Upaya penanganan bencana di Pidie Jaya, Aceh, memasuki babak baru yang tidak biasa. Balai Konservasi Sumber Daya Alam (BKSDA) Aceh mengambil langkah unik dengan mengerahkan empat gajah jinak—Abu, Mido, Ajis, dan Noni—untuk membantu proses evakuasi serta pembukaan akses di wilayah yang terdampak dampak longsor dan banjir. Langkah ini sontak menjadi perhatian publik, mengingat penggunaan gajah sebagai “relawan” bencana merupakan langkah yang jarang terjadi dan penuh tantangan.

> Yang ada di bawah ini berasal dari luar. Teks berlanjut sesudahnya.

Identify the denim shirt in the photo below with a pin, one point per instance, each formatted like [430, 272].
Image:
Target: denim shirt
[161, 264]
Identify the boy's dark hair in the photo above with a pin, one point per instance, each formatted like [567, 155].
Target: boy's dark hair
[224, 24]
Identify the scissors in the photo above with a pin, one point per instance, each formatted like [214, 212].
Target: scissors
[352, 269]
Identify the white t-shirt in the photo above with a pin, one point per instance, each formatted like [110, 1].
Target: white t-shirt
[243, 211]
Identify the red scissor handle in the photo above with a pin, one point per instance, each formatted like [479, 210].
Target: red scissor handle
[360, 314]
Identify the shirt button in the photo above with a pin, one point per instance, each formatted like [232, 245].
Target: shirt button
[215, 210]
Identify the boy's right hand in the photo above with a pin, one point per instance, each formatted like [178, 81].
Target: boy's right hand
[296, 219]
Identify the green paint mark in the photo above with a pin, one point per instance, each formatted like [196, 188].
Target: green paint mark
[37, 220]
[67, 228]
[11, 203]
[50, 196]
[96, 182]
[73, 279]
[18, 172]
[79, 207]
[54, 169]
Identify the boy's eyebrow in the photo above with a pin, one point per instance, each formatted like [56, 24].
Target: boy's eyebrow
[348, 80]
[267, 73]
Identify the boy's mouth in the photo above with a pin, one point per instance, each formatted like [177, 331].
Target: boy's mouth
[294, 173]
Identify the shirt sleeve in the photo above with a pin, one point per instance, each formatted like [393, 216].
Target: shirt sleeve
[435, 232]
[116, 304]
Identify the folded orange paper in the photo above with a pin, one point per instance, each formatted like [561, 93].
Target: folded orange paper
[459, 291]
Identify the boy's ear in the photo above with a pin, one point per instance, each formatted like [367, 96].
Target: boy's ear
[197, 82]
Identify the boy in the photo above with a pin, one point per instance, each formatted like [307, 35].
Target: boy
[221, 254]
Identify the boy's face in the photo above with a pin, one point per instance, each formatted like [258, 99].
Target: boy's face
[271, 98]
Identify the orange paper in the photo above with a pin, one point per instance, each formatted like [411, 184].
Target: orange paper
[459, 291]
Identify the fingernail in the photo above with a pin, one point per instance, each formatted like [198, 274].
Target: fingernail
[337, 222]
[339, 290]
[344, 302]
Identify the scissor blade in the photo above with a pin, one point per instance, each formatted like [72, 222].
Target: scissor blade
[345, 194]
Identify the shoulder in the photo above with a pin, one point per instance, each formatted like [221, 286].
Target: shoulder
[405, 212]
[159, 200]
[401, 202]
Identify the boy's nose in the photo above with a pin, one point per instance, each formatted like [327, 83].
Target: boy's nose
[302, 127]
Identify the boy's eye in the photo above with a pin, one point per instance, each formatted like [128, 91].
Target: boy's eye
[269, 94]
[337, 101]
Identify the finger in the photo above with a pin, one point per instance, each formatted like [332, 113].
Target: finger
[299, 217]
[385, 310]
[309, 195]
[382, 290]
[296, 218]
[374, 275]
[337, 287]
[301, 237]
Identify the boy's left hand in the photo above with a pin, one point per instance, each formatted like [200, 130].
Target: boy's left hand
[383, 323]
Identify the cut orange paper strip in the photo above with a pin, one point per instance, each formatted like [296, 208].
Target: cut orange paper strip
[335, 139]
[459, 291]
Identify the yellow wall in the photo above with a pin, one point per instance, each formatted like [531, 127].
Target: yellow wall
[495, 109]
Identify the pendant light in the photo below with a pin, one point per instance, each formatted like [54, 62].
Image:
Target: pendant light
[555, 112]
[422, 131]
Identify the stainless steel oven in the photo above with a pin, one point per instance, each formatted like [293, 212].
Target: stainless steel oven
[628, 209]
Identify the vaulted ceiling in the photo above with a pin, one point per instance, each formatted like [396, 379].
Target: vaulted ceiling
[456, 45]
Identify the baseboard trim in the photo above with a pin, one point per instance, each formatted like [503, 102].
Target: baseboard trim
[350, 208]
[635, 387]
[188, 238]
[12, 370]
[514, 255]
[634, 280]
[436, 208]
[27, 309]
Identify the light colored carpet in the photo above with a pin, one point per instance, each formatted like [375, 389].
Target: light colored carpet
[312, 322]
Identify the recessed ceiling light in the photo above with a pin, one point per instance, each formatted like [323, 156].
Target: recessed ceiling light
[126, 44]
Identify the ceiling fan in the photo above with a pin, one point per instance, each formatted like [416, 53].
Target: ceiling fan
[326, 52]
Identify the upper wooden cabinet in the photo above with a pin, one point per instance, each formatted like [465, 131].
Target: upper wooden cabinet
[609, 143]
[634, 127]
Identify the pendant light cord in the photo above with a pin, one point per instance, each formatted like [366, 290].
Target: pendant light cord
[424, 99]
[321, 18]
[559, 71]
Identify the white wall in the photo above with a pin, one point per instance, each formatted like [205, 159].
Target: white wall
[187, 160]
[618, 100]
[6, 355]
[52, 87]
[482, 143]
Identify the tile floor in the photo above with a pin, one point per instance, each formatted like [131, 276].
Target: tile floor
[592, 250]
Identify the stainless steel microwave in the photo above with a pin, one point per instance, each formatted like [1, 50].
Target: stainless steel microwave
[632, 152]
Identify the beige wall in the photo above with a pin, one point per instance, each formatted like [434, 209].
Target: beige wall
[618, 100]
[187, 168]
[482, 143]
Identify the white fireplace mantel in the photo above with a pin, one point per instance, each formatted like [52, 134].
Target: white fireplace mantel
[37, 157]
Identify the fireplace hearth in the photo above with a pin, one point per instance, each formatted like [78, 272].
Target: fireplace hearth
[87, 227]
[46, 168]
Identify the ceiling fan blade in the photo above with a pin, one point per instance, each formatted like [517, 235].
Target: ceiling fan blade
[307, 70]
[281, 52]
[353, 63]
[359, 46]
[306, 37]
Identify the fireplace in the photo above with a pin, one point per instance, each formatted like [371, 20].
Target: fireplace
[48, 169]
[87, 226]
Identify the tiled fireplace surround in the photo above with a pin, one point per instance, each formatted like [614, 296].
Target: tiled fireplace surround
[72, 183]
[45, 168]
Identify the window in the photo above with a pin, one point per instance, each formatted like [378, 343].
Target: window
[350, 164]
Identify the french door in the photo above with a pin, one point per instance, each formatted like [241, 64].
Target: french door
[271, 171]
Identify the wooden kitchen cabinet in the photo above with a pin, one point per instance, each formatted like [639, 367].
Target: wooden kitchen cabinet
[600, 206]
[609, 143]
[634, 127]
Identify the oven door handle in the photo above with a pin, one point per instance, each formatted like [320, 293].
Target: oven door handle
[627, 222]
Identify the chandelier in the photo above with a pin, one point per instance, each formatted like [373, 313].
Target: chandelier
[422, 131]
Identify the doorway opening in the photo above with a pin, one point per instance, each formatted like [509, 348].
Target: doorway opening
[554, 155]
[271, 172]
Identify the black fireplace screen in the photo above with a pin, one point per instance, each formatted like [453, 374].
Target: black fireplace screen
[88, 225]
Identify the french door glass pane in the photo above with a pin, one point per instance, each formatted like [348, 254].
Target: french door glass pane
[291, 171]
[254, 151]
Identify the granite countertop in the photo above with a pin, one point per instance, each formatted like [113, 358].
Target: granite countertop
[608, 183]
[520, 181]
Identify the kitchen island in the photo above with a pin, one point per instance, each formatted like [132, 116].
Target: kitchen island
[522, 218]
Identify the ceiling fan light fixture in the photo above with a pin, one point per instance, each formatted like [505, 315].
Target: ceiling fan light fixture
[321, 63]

Kepala BKSDA Wilayah Sigli, Hadi Sofyan, menjelaskan bahwa keputusan mengerahkan gajah dilakukan pada Senin, 8 Desember 2025. Ia menyebut bahwa terdapat beberapa area yang sama sekali tidak bisa ditembus alat berat karena medan yang ekstrem, dipenuhi tumpukan kayu gelondongan, tanah longsor, serta akses jalan yang sepenuhnya terputus. Gajah menjadi satu-satunya pilihan yang dapat bergerak lincah di medan sempit sekaligus memiliki kekuatan besar untuk memindahkan rintangan-rintangan berat tersebut.
Keempat gajah tersebut diturunkan ke wilayah Gampong Meunasah Bie, Meureudu, dan Meurah Dua—daerah yang paling parah terdampak. Selain membersihkan kayu dan membuka akses jalan, para gajah juga dilibatkan untuk membantu proses evakuasi warga dari titik-titik yang terisolasi. Dalam beberapa kasus, gajah bahkan membantu membawa logistik ke lokasi pengungsian ketika kendaraan tidak dapat masuk. Warga menyebut kehadiran para gajah itu sebagai “pahlawan sunyi” yang bekerja tanpa henti di tengah kondisi cuaca buruk.
Menurut Hadi Sofyan, operasi ini dijadwalkan berlangsung selama tujuh hari, hingga 14 Desember 2025. Selama periode tersebut, para mahout atau pawang gajah bekerja bersama tim SAR dan relawan untuk mengatur rute, memastikan keselamatan gajah, serta memaksimalkan efektivitas operasi lapangan. Hadi juga menegaskan bahwa kesehatan dan keselamatan para gajah menjadi prioritas utama, karena medan yang sulit juga memiliki risiko bagi satwa besar tersebut.
Langkah inovatif BKSDA Aceh ini menuai pujian dari berbagai pihak. Banyak yang menganggap penggunaan gajah dalam operasi kemanusiaan sebagai bentuk kearifan lokal yang cerdas, mengingat Aceh memang memiliki populasi gajah jinak terlatih. Meski demikian, beberapa ahli mengingatkan bahwa penggunaan gajah harus dilakukan dengan pengawasan ketat untuk menghindari stres atau cedera pada satwa.
Di tengah situasi darurat, para gajah ini tidak hanya menjadi kekuatan tambahan, tetapi juga simbol harapan bagi warga yang terdampak. Keberanian dan peran luar biasa mereka menegaskan bahwa dalam kondisi tersulit sekalipun, alam dan manusia dapat saling membantu untuk bangkit kembali.